When I rose it was with a purpose. I decided to shower because being dirty isn’t cool, I dressed in all black to fit my mood, and I set out for the office. My car is a big dirt bomb littered with packing peanuts and granola bar wrappers, detritus and filth. It’s not cool, either, but I’m not tethered to it and anyway the thing takes longer to clean. The office was soothing: grey, organized, clean. Filtered light, no noise, no motion. When did chaos become the enemy? I posture like I’m on the side of chaos, in reality I find it profoundly upsetting. I need distance from sound, light, distraction. I need space to think.

A blind tasting is an attempt to remove chaos and distraction from the playing field, leaving only the essential things, flavor, color, aroma, and texture on the table. The absence of codes, markers, aesthetic presets, the void permits more ruminative and creative thought about what our senses are being presented with in these crumpled brown paper bags. Twenty-eight brown paper bags, casually linked by the word Chianti.

In some part due to my torpor preceding the tasting, the final hours had to be focused, on task. I wrote two pages of discussion topics to be distributed pre-tasting, and six pages of producer notes to be handed out once the sipping and spitting was done.
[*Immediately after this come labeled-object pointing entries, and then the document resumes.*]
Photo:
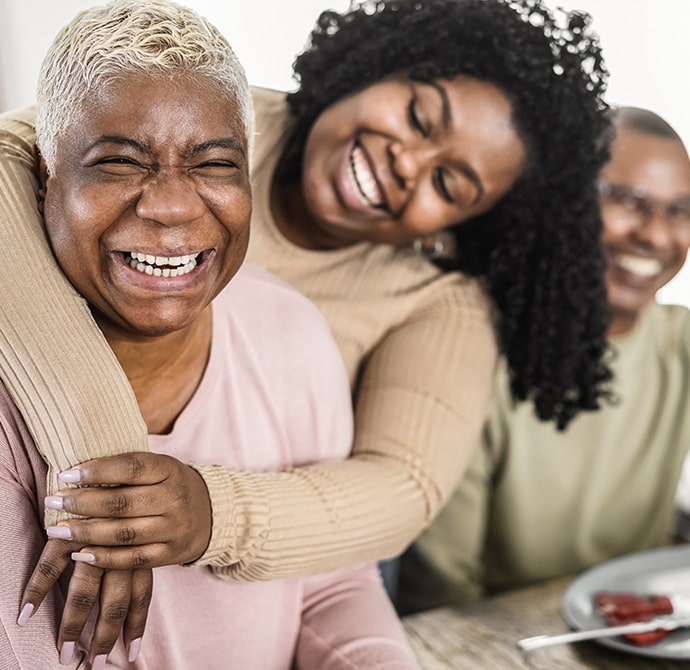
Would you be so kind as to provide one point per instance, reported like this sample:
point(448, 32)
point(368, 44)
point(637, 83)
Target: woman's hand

I baked a pasta. I set up tables and chairs, bought glasses and more Chianti, 11th hour additions to the crowded field. Bread, cheese, crackers, plates, water pitchers, minutiae. Unthinking time. Chugging through a to-do list.

If your life contains events such as these, you’ll recognize that by the time you reach this stage, the tablecloths-and-flowers stage, the event is really over. There’s nothing substantive that you can do to change its direction, short of having a meltdown or a moment of unlikely epiphany. Once the first participants found our front door (no small feat, I’d forgotten to send out the gate code to unlock the warehouse complex) my stress level/threat index descended a couple of color bars, my core reactor temperature returned to the normal range, and I settled into jokey small talk and the realization that no matter what type of event I was attempting to stage, this is the one we’ve got, and it’s time to roll with it.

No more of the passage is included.